There is so much going on in real life right now. I'm not complaining (truly) I'm just...unbalanced. Can't seem to keep up with online stuff anymore and that's unacceptable. Need to find a new place of stability, I guess.
Some things happening:
♥ I am obsessed with Amy Poehler's book Yes Please. OBSESSED. I've been listening to the audio in my car and it is amazing. She literally takes me from crying to laughing in a split second (something she claims adds years to your life), and it's happened multiple times. OMG it's so good. I cannot recommend it enough. It is funny and it is a nice escape, but it also speaks to something inside me. If you've read it, you know what I mean. It's real and honest and amazing and I want you to read it.
♥ We are so short staffed at work. We're down two people. One person is trying to do two jobs. And another (a good friend, so that has it's own corollary issues) is going on major medical leave starting today. And it's almost summer. When I walk in the building, I feel like I'm drowning. Boss is in the process of finding replacements and getting some short term temps -- she's trying. It's just an overwhelming time.
♥ When I woke up Saturday morning, I had no internet. I called to see if there was an outage, which there was not. Long story, short -- my modem was dead. Fortunately, I was off work so I was able to go buy and install a new modem, which worked like a charm. Now, to other people, this may seem like no big deal. But in previous years it would have sent me into a tailspin. But, other than being annoyed at taking up so much of my day off, it barely was a blip on my radar. No big deal at all. I was proud of me.
♥ That same day I also went to Sam Moon and bought two new purses. I couldn't decide between them so I splurged and bought both. They're RED.
♥ Are any of you watching The Royals? I saw multiple reviews literally calling it the worst thing that's ever been on TV. But, I liked it! I mean, it's terrible. Basically an unrealistic teenage soap opera. Literally the bodyguard's daughter and the prince are flirting (J2 AU, where aaarrreeee you???). The characters were engaging, the prince is super cute, Elizabeth Hurley was onscreen in nothing but a sheer bodysuit, and it kind of has a "Dirty Sexy Money" vibe. Not great dialogue. But I like it anyway.
♥ Speaking of TV, I also DVRed and watched the Glee finale even though I haven't watched the series in years. I thought it was pretty good. I totally teared up when they re-showed the "Don't Stop Believing" performance. I remember how strongly that impacted me when it first aired, and it still gets me in the gut, even now. And seeing Cory was surprisingly emotional for me too. One question, on the tribute wall, they showed Cory's picture and the coach's. But the coach is still alive...? That confused me. But, bar none, the most emotional moment for me was when Rachel was giving her acceptance speech and said, "Being part of something special does not make you special. Something is special because you are a part of it." Even now, just reading those words, I can feel tears welling up. That's something I personally needed to hear and it just came at a perfect time. Thank you Glee.
♥ Have any of you read the Crossfire series by Sylvia Day? I read a review saying it was a better version of 50 Shades of Grey, so I wanted to check it out. Spoiler alert: It isn't. I mean, the female character is rich and smart and sexually experienced, so I guess that's better. But it's still poorly written and plotted. I literally skipped the entire second book and still could follow along just fine. But, here's the thing: I can't stop reading! Cannot. Stop. WHY.
♥ Have I mentioned in the last five seconds that I'm addicted to Instagram? Are you on it? You should tell me. Also, I want to know your fave accounts to follow. Pretty please?

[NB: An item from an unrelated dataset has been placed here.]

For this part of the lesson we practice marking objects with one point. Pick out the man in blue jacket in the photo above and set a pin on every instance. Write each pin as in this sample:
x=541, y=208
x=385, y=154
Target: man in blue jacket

♥ I still haven't managed to write about Las Vegas. BUT I WILL. I'll never remember my autograph and photo stories (or my TWO awesome cab drivers) unless I write it down. Soon. *flail* Do they sell time turners on Amazon yet??

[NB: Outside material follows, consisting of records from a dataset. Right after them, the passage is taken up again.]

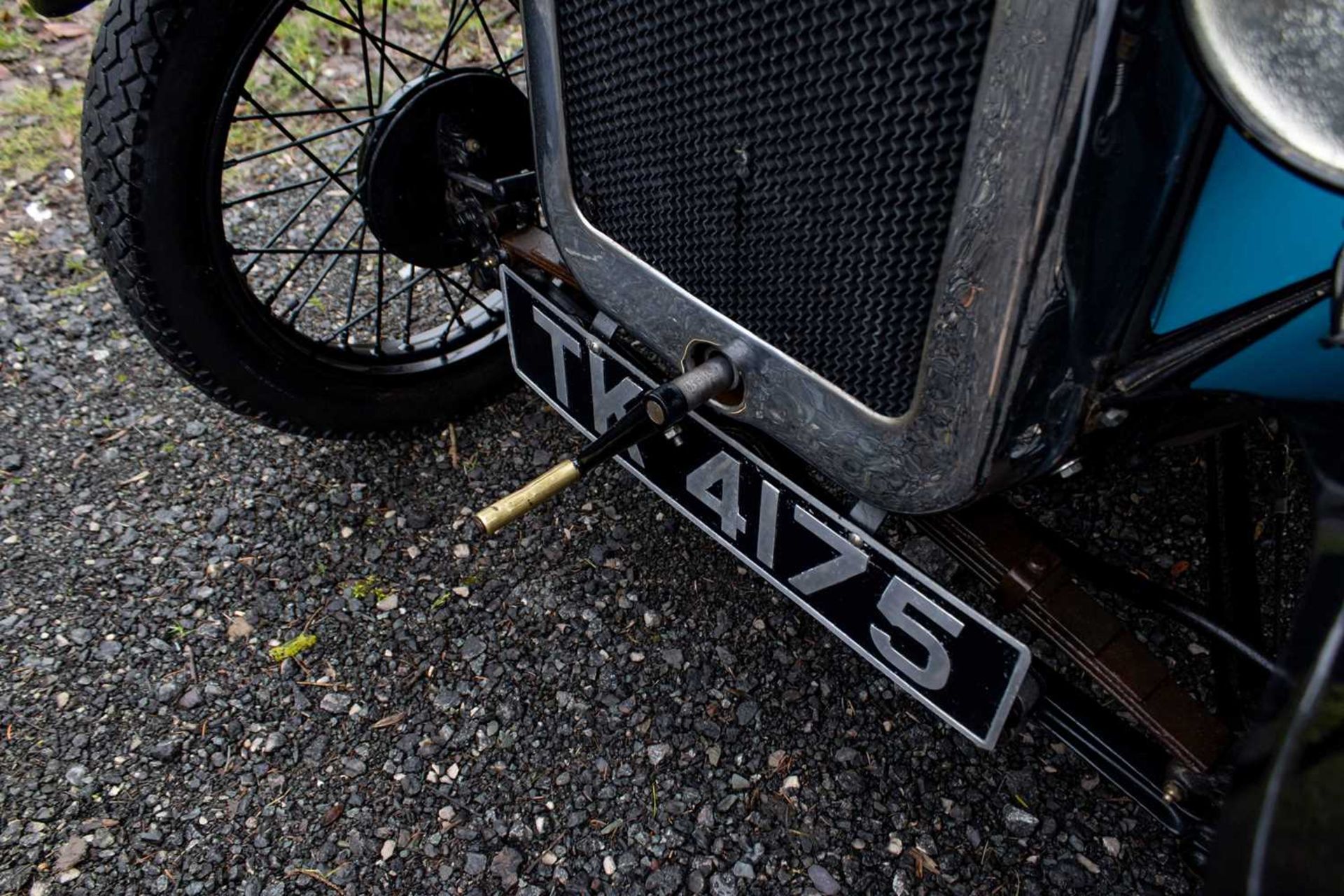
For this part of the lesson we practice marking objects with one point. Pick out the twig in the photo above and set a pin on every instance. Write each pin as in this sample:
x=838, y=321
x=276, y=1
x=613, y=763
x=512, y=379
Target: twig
x=316, y=875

♥ Today I am off work but have to go to my mom's. Her two best childhood friends are visiting so I want to see them. It'll be fun but I'll get nothing accomplished in my own life, which is kind of stressing me out. See what I mean about being unbalanced? I can't even enjoy time with people I really like because I can't figure out how to get things done without using that time. So ridiculous.
♥ And all I really want to do is read the Masquerade fics I bookmarked -- more than 100 reveal posts. No joke. OH MY. I just want to mainline EVERYTHING but time does not allow. Don't even mention Spring Fling of which I have read ZERO. *weeps*
♥ Strongly considering taking a mental health day tomorrow. But how can I do that to my co-workers? They're as overwhelmed as I am. Sometimes, life is hard.